Because the managers of ETFs are not actually buying and selling stocks (and generating exorbitant fees along the way) in an effort to outsmart the market, ETFs have it all over mutual funds when it comes to lower expense. The average annual fees and expenses for a mutual fund is approximately 0.99% (according to the Investment Company Institute 2009 survey), while the average annual expenses for ETFs range between 0.1% and 0.6%.
Benefit #2: Liquidity
ETFs are as liquid as individual stocks. One of the biggest struggles we have with mutual funds is they only price at the end of the day. We feel this exposes your serious money to potentially devastating losses should the market have a significant one-day drop. Since ETFs trade like stocks, they offer the ability to buy or sell any time of the day. This provides investors with some added flexibility, along with the reassurance that they don’t have to wait until the end of the trading day to get the price of their investment.
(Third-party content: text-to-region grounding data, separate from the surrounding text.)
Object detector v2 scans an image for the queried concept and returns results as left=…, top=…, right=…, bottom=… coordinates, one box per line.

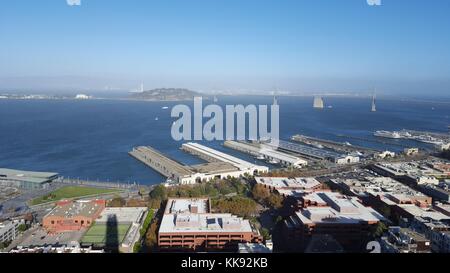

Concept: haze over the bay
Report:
left=1, top=1, right=450, bottom=97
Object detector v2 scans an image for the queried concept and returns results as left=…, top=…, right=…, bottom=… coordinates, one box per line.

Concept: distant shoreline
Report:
left=2, top=93, right=450, bottom=104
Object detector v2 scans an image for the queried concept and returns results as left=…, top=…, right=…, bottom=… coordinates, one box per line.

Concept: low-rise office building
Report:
left=329, top=176, right=432, bottom=221
left=283, top=191, right=385, bottom=252
left=254, top=176, right=322, bottom=198
left=158, top=198, right=262, bottom=251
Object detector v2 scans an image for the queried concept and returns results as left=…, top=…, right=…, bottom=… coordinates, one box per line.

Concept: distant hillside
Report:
left=130, top=88, right=203, bottom=101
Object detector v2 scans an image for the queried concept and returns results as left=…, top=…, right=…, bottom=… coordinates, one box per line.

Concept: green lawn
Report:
left=81, top=223, right=131, bottom=246
left=30, top=186, right=120, bottom=205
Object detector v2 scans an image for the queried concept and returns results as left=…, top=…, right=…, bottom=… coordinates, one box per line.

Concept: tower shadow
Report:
left=105, top=214, right=119, bottom=253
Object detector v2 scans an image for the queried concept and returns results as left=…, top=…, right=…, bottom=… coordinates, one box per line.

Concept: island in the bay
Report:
left=130, top=88, right=204, bottom=101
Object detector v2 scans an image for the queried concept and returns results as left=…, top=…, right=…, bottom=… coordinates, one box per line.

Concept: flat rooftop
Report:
left=131, top=146, right=194, bottom=176
left=268, top=140, right=342, bottom=160
left=259, top=148, right=307, bottom=164
left=296, top=191, right=386, bottom=225
left=331, top=176, right=429, bottom=202
left=165, top=198, right=210, bottom=214
left=238, top=243, right=272, bottom=253
left=398, top=204, right=450, bottom=221
left=182, top=142, right=259, bottom=170
left=96, top=207, right=147, bottom=224
left=0, top=168, right=58, bottom=184
left=255, top=177, right=321, bottom=190
left=159, top=213, right=253, bottom=234
left=190, top=162, right=239, bottom=174
left=46, top=200, right=104, bottom=219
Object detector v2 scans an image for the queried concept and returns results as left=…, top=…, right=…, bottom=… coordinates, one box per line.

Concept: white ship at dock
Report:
left=374, top=129, right=450, bottom=150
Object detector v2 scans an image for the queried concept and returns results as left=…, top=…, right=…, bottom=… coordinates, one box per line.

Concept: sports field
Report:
left=81, top=223, right=131, bottom=246
left=30, top=186, right=120, bottom=205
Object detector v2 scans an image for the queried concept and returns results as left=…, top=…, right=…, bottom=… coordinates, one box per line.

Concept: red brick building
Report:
left=283, top=191, right=386, bottom=252
left=43, top=199, right=106, bottom=233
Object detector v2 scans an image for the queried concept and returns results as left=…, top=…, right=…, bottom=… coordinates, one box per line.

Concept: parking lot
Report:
left=17, top=228, right=86, bottom=248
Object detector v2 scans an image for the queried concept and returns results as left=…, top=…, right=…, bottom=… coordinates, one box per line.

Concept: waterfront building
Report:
left=224, top=140, right=308, bottom=168
left=130, top=144, right=268, bottom=185
left=0, top=168, right=59, bottom=190
left=267, top=140, right=359, bottom=164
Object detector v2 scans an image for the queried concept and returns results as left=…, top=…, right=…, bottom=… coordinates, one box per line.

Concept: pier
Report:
left=291, top=135, right=381, bottom=155
left=130, top=143, right=268, bottom=185
left=129, top=146, right=194, bottom=181
left=223, top=140, right=308, bottom=168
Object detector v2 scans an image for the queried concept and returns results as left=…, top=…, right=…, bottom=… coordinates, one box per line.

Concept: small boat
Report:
left=256, top=155, right=265, bottom=160
left=155, top=117, right=159, bottom=121
left=162, top=106, right=169, bottom=110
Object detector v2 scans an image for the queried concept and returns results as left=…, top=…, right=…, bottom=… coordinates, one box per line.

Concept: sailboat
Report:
left=371, top=94, right=377, bottom=112
left=313, top=96, right=324, bottom=109
left=213, top=95, right=218, bottom=103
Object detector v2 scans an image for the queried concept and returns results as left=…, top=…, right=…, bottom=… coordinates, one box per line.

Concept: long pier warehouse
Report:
left=265, top=140, right=360, bottom=165
left=223, top=140, right=308, bottom=168
left=130, top=143, right=268, bottom=185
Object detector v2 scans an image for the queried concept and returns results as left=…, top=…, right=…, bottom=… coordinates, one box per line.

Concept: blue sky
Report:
left=1, top=0, right=450, bottom=95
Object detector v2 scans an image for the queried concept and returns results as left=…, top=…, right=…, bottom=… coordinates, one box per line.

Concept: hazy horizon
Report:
left=1, top=0, right=450, bottom=96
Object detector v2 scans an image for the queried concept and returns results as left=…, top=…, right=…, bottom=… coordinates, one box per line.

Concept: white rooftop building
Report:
left=297, top=191, right=386, bottom=225
left=182, top=142, right=268, bottom=174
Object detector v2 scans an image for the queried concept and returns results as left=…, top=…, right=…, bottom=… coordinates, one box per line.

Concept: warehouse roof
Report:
left=0, top=168, right=58, bottom=184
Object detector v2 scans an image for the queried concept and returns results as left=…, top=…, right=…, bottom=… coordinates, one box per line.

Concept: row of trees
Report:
left=251, top=184, right=284, bottom=209
left=212, top=197, right=258, bottom=218
left=147, top=178, right=251, bottom=209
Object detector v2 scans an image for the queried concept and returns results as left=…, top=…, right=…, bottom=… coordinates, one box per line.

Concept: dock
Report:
left=223, top=140, right=308, bottom=168
left=129, top=146, right=194, bottom=180
left=291, top=135, right=381, bottom=155
left=130, top=144, right=268, bottom=185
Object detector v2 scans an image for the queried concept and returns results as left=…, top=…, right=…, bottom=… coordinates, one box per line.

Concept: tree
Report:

Benefit #3: Global Opportunities
There are over 1,000 ETFs out there to choose from, and that number is growing rapidly. But ETFs are not just relegated to the domestic stock market. There are currently more than 200 ETFs focused on the international markets. From broad-based international indexes to emerging markets to country-specific ETFs, the panoply of global ETF offerings allows investors a way to get exposed to some of the alternative market segments out there.
Benefit #4: Instant Diversification
Like mutual funds, ETFs provide investors with instant diversification. Because ETFs usually mirror the performance of a particular market sector index, you get the diversification of owning every company in that index. For example, if you were to buy the SPDR 500 ETF, you in essence get the diversification of owning 500 of the world’s biggest companies.
These are just some of the reasons why Fabian Wealth Strategies trades a large portion of our portfolios using Exchange Traded Funds.